Reality: “If you enjoy doing Pilates and if it makes you feel good, then I’d say continue with it. However, if you’re doing Pilates to ‘protect your spine’ or help with longstanding low back pain, there are better approaches available. There have been several clinical trials investigating the effectiveness of Pilates for chronic low back pain. Although it may be better than taking no exercise at all, it’s effects are small and there is no evidence that it’s better for your back pain than any other form of exercise.
Assumption: “Once you hurt your back once it will always bother you for life.”
Reality: “This isn’t really the case. It is true that MRI studies have shown that the human spine will continue to change in shape through the decades. However, LBP is actually less common among older adults than it is among middle-aged individuals.”
Assumption: “There is a proper way to bend down and pick something up.”
Reality: “We still don’t know for sure and, like most things, more research is required to identify the optimal lifting strategies for various tasks. It does appear, however, that the traditional advice to arch your spine back as you lift may not be the optimal way to use your spine. It appears that when lifting from the floor, it is both normal and unavoidable to bend your spine. And contrary to traditional perceptions, lifting with your spine arched backwards may be associated with increased loads on your body and decreased muscular efficiency. As a rule of thumb, if you’re picking up something light, or tying your shoes, you should avoid bracing you back and stomach muscles. For heavier tasks, it may be appropriate to brace yourself to some extent, depending on the situation.”
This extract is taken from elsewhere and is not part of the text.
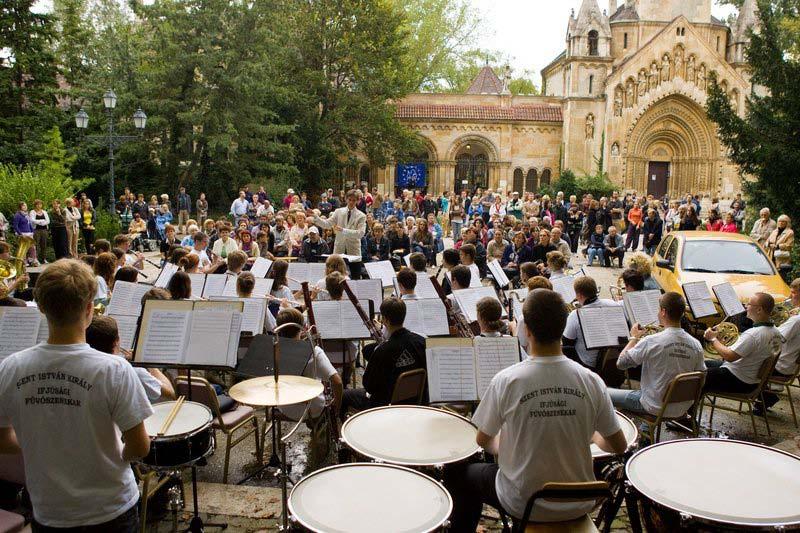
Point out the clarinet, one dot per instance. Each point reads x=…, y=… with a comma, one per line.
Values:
x=458, y=322
x=374, y=332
Assumption: “Sitting with your legs crossed is bad for you.”
Reality: “That’s something that I’m asked frequently. Ironically, I’m usually sitting at my desk with my legs crossed when I’m asked. This could be another example of something that has been termed ‘fragilistic thinking’. It might come from the idea the human spine is delicate and that we have to take great care not to damage it. Now, if activities like yoga and weight training have been shown to be safe for people with back pain, I think that the human spine can survive sitting cross-legged; anyway, it’s more comfortable. Fragilistic thinking is important. though. Nowadays, clinicians are careful not to undermine patients’ confidence in their body. However, there is a residue of misinformation out there so it’s worth assessing the validity of these kind of beliefs.”
What Christie believes to be of huge importance when it comes to effectively treating LBP is understanding an individual’s experience of pain. “Addressing structural/mechanical factors in isolation without considering the whole person is unscientific and provides poor clinical outcomes. In contrast, when we target treatments to benefit the range of factors that contribute to back pain, including lifestyle, beliefs about pain and certain structural factors, the effectiveness of rehabilitation interventions improves dramatically. Very high stress levels, anxiety and depression when combined with low back pain can be very difficult for patients. Again, it’s probably no accident that pain can rear its head at the most inopportune times in one’s life.
“There is also strong evidence that our old friends smoking and obesity are also risk factors. These are both modifiable risk factors and addressing them has the potential to provide multiple health benefits.”